The EIA announced a 152 Bcf withdrawal for the week ended February 3. The draw included a 5 Bcf reclassification in the Pacific region implying a flow storage draw of 147 Bcf. Market expectations average 153 Bcf with the full range of forecasts ahead of the release -124 to -172 therefore the storage report is considered bearish since most market participants project the implied flow draw (no reclassifications). Natural gas prices opened about 4 cents higher than yesterday ahead of the report, but are down following the bearish storage withdrawal 2-3 cents. The March 2017 prompt contract is currently up only $0.02 to $3.148 per MMBtu at time of writing.
Working gas storage inventories fell to 2.559 Tcf and remain below last year and 5-year high levels by 325 Bcf, however inventories continue above the 5-year average this week, up 45 Bcf.
See Drillinginfo EIA’s below and note the addition of projected end-of-season storage inventories based on withdrawals at the 5-year average rate and weak withdrawals similar to the ones seen during Winter 2015-16. Both scenarios are bullish for natural gas prices at 2.1 and 1.8 Tcf for inventories at the end of March compared to the 5-year average of 2.5 Tcf.

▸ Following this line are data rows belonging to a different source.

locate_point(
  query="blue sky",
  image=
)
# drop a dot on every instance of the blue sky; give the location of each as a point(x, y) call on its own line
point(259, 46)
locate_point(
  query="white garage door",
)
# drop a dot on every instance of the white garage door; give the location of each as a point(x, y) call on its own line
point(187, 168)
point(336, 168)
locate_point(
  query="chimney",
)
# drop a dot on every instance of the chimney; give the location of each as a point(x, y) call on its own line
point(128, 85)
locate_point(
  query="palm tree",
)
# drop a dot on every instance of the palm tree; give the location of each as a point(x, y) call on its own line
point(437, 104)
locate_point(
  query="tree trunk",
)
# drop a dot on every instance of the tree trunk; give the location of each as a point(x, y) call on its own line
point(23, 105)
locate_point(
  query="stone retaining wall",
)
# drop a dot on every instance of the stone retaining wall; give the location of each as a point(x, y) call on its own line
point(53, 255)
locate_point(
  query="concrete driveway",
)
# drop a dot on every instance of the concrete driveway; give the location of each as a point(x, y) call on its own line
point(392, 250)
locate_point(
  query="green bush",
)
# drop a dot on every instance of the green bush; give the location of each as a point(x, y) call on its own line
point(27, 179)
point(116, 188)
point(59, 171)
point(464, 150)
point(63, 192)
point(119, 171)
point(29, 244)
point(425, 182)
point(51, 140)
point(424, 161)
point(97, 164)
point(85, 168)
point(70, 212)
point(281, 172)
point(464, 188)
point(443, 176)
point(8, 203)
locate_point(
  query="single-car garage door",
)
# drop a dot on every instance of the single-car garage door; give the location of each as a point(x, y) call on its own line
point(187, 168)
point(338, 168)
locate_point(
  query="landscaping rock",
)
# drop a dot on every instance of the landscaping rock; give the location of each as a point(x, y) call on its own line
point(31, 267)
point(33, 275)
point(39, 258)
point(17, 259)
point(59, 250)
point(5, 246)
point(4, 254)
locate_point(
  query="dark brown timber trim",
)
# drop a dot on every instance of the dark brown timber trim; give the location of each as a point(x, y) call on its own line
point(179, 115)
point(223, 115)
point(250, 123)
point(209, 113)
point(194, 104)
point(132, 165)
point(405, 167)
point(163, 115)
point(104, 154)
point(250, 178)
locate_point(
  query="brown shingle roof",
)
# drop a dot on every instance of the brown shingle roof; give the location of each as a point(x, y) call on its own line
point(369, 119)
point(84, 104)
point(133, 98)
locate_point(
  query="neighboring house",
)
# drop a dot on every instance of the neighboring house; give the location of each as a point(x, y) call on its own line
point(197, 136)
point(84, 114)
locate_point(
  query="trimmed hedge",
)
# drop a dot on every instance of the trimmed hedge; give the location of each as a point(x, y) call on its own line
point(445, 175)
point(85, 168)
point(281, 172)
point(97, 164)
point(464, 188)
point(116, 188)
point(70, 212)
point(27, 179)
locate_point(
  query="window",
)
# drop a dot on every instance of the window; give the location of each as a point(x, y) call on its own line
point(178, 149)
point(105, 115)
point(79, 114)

In the short-term, weather continues to be the big mover of natural gas prices over the next 1-15 days. January temperatures were very mild, but February weather has been closer to normal. While demand will continue to fluctuate with weather, the supply picture is considerably more concerning. Dry gas production levels remain below 71 Bcf/d, almost 3 Bcf/d lower than last year, but also lower than 2015 levels. Back to the demand side, in addition to a strong power demand outlook for the summer as gas has moved up in the generation stack, LNG and MX exports continue to hit record highs every week. MX exports are already north of 4 Bcf, while LNG exports reached 2 Bcf/d this week. Drillinginfo continues to call for a rise in prices to incentivize additional investment in gas-directed drilling, however prices will likely trade lower in the short term due to lack of consistent cold weather.